[Tutor] Higher-Order Function Examples

Steven D'Aprano steve at pearwood.info
Mon Feb 14 23:38:32 CET 2011


Walter Prins wrote:
> 2011/2/14 Rafael Durán Castañeda <rafadurancastaneda at gmail.com>
> 
>> Could we consider sorted as an high order function?
>>
>> sorted_list = sorted(list_strings, key = str.lower)
>>
>>
> No because sorted() returns a list as a result.   A higher order function
> produces another function as a result, or takes one or more functions as a
> parameter.

By that definition, sorted *is* a higher-order function as it takes a 
key function as a parameter.

Typically, though, most people would consider that in order to count as 
a high order function, it must take another function as a main 
parameter, and not as an optional extra.

E.g. sorted doesn't make the cut, because you can call 
sorted(list_strings) without giving a key function.

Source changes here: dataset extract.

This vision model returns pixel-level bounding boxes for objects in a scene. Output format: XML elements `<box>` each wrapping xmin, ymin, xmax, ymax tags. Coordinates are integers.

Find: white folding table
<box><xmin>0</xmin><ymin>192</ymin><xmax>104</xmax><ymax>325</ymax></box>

The key function is 
an optional extra that merely modifies the action of sorted, rather than 
an essential part of it.

On the other hand, once you really start to embrace the idea of 
functions-as-data, the distinction becomes less important. There are 
functions that take strings as arguments, and functions that take 
numbers as argument, and functions that take strings AND numbers as 
arguments... why should we single out functions that take functions as 
special? If functions are tools, then there's no fundamental difference 
between "ordinary tools" and "tools that make other tools". They're all 
just tools.

The difference between "ordinary functions" and "higher-order functions" 
is most important in languages that don't have higher-order functions.